Data

Database

Our initial database was sourced from Kaggle (https://www.kaggle.com/c/dogs-vs-cats/data). The dataset includes both test and train data, divided into two folders. The training data includes 12,500 images of dogs and 12,500 images of cats along with their correct class in the image title (e.g. dog-8837.jpg). The test data includes 12,500 images of dogs and cats without their correct classifications (e.g. 1.jpg). Due to the test data not being labeled and the fact the we want to avoid classifying such a large number of files to test the accuracy of our prediction models, we have made modifications to the database to suit our needs.

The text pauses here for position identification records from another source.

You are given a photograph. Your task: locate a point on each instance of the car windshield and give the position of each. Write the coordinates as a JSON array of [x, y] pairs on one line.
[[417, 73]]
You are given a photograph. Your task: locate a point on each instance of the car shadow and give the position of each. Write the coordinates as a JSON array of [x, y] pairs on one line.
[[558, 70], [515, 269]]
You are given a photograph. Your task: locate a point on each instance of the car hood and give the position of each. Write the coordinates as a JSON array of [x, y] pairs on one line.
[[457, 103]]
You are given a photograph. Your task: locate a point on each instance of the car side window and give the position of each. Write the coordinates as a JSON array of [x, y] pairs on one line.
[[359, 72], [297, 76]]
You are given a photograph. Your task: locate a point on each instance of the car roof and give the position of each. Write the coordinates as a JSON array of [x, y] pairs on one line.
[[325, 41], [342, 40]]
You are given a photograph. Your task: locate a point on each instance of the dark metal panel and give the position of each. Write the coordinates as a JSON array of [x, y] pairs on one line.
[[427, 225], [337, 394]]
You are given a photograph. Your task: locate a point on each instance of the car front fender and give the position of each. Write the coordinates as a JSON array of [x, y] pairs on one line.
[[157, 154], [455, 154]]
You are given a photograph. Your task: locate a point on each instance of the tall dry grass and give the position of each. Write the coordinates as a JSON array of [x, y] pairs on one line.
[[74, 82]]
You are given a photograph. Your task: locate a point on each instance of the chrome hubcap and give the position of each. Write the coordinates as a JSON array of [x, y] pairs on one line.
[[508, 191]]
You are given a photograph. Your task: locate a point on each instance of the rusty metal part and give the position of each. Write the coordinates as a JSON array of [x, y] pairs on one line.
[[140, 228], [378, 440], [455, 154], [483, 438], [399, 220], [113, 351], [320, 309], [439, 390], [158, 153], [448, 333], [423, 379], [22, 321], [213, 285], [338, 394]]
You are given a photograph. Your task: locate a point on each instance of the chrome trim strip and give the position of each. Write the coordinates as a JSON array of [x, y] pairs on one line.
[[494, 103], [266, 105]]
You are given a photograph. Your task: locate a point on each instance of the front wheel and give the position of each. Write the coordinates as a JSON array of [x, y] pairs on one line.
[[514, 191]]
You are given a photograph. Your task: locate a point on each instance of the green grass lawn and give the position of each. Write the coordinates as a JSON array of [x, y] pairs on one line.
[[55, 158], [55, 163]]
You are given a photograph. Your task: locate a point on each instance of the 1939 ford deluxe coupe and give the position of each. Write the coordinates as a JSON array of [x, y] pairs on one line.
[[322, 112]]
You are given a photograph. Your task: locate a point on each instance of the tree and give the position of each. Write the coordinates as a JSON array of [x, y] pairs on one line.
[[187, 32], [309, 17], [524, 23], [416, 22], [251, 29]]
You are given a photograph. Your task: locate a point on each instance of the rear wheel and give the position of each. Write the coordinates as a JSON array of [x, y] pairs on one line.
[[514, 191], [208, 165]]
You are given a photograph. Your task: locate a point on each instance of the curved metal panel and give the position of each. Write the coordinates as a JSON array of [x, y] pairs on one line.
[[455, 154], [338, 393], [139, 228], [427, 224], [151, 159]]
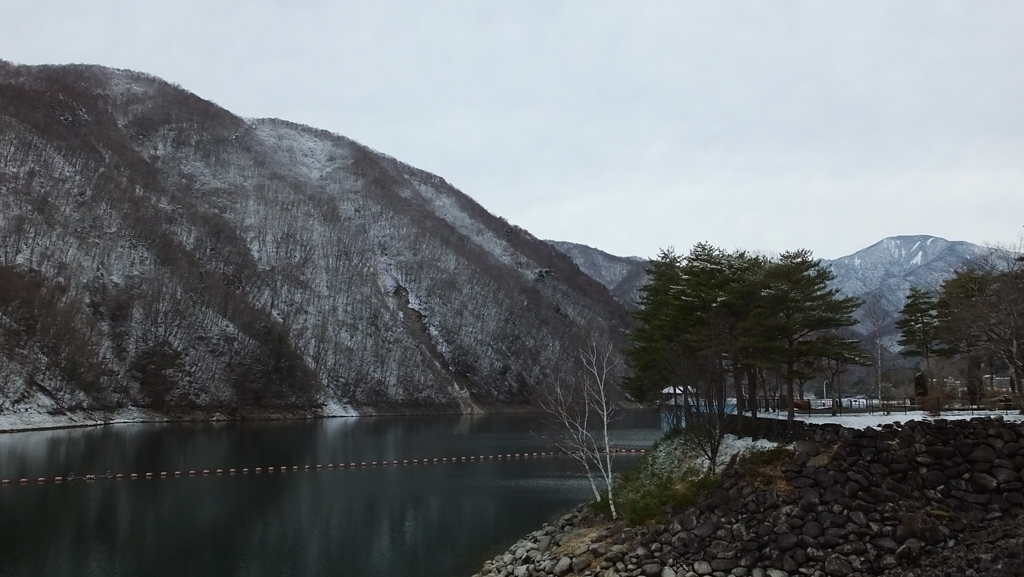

Our Training and Testing Data

Our train data will include 80% of the training data provided by Kaggle (10,000 cats and 10,000 dogs). Our test data will include the other 20% (2,500 cats and 2,500 dogs). We will use the model created based on the training data to determine if it can correctly predict the already classified test data.

Resizing and Filtering

All images in our dataset are not the same size or dimension, which is necessary for our model creation process. Therefore, we have arbitrarily resized every image to be 200 x 200 x 3 pixels. This can possibly lead to errors as resizing a rectangular picture of a dog to square could distort the image and potentially make it look more like a cat, for example. However, for the sake of our project we assumed resizing the images would not distort the images significantly.

Each image is also in full color. However, since cats and dogs have similar colorways we do not expect this to be a prominent feature in classification. Therefore, to save memory in computations, we have added a greyscale filter to our data for some computations. It will be specified which model uses the full-color data and which use greyscale data.

The images below shows the before and after of the resizing and filtering of a cat image.

Before

After

Images from dataset: https://www.kaggle.com/c/dogs-vs-cats/data

Preprocessing

We preprocessed our data using MATLAB and saved it as "80_20_DATA.mat" to allow us to load the data faster when working. During preprocessing, we loaded all train data and sorted them into cat and dog matrices where each image is 200 x 200 x 3 pixels. Download to view our "80_20_DATA.mat" file below.

80_20_DATA.mat

Additionally, as we progressed in our project we found it necessary to save the scaled images as .jpeg files into folders to make it easier to create our CNN model. We saved our images into train and validation folders where each had respective cat and dog subfolders. View our data folder below.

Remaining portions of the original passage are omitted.